Abcdr Du Son : Ton premier album, Où je vis, est sorti en 1998. Tu viens de lancer, quatorze ans plus tard, une suite. Quelles sont les raisons qui ont amené à sortir cette suite si tard ?
Shurik’N : Quand j’ai commencé à créer le premier album, je savais déjà qu’il n’y aurait pas de suite. Cet album n’était pas fait pour ouvrir une carrière solo. Je ne me projetais vraiment pas dans une carrière seul. C’était une envie ponctuelle ce projet. Une envie artistique de me prouver que je pouvais le faire, réaliser un album entièrement – et seul. Je voulais faire un beau disque, apporter une pierre à l’édifice du hip-hop. Quand j’ai fini de le travailler et qu’il est sorti, je suis tout simplement retourné au sein de la meute.
À l’époque, il n’y avait pas de pression particulière autour de ce premier album. Il n’y avait pas de carrière en jeu. J’avais pu me concentrer sur le plaisir de le faire, son écriture, la programmation. J’avais voulu tout faire tout seul. Je voulais être à la barre partout. Pour les productions, le texte, le visuel. Je fonctionne beaucoup à l’envie, même si parfois je dois en assumer les conséquences. Et l’envie du deuxième est venue très tardivement. Cette envie est revenue dans un autre contexte : sur la route, avec le groupe. Ça donne forcément une couleur différente, plus lumineuse que le premier.
A : Où je vis a beaucoup marqué les esprits, jusqu’à s’imposer comme un album de référence. Est-ce que les retours autour de cet album ont été conformes à tes attentes ?
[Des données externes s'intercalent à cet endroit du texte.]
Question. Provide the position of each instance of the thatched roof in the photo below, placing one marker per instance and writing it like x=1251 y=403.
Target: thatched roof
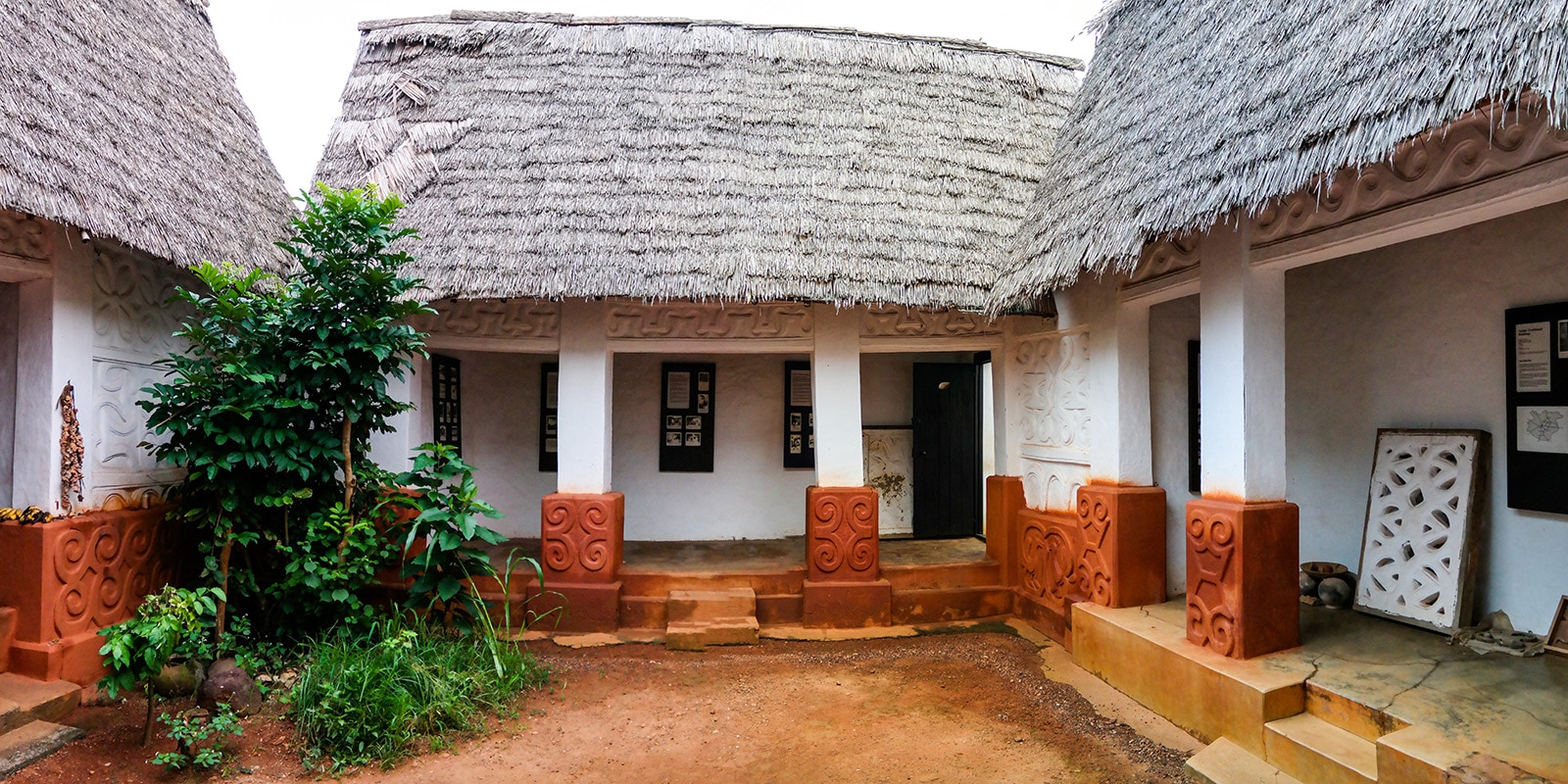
x=122 y=118
x=546 y=156
x=1194 y=109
S : Oh mais ça a largement dépassé mes attentes. Je n’en ai pas eu conscience immédiatement, malgré le bon fonctionnement de l’album à sa sortie. Je m’en suis rendu compte à l’époque de Revoir un printemps. C’est à ce moment-là que j’ai pu voir l’impact qu’il a pu avoir sur plein de générations différentes. Certains qui venaient me voir, pour m’en parler, ne pouvaient pas avoir l’âge de l’écouter quand il est sorti. Il y a eu une forme de transmission. C’est à la fois gratifiant et bluffant. Tu te rends compte que des gens ont vécu des choses à travers tes morceaux. L’album a eu une vie plus longue que je ne pensais. En tant qu’artiste, tu fais un album, tu mets tes tripes dedans et une fois qu’il est sorti, tu n’en es plus maître. Ce sont les gens qui lui insufflent une vie, lui donnent – ou pas – une direction à suivre. C’est le public qui en fait un classique. Ou pas.
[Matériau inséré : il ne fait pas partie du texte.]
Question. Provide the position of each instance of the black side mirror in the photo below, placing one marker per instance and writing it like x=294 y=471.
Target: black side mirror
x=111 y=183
A : Ces échos, tu les as eus au travers des concerts ?
S : Avec IAM, à un moment, on a décidé de ne plus s’arrêter de tourner. Avec une moyenne d’un à deux concerts par mois. Pendant cette période, l’immersion complète avec le groupe et le contact avec le public ont fait que l’envie est revenue. Ce constat de l’impact de mon premier album m’a aussi conforté dans l’idée que c’était le bon moment pour en faire un nouveau.
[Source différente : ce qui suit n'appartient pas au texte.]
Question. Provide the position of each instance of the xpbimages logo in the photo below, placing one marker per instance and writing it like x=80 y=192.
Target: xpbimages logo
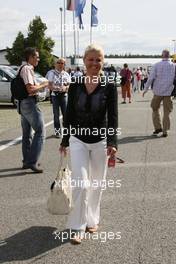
x=82 y=131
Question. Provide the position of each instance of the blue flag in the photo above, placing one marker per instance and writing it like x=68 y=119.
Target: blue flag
x=79 y=7
x=94 y=19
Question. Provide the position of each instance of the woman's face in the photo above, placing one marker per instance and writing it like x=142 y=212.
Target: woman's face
x=94 y=62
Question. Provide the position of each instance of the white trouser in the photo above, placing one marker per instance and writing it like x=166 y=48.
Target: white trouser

A : Tu expliquais avoir mené toute la réalisation artistique de ton premier album, au contraire du second. Pour quelles raisons as-tu adopté une démarche différente ?
S : Sur le premier album, j’avais des choses à me prouver. Ça ne veut pas dire que je n’ai plus rien à me prouver aujourd’hui, mais avec cette même démarche, il y aurait eu une forme de confort un peu malsain. Je me serais un peu endormi sur mes lauriers et je n’aurais pas été amené à pousser mon flow au-delà de ses limites. Le challenge était de m’adresser à d’autres producteurs dont je pouvais aimer le travail. Et à l’intérieur de leur travail, de trouver des morceaux qui me permettent de m’exprimer, tout en gardant mon identité. Il fallait un challenge.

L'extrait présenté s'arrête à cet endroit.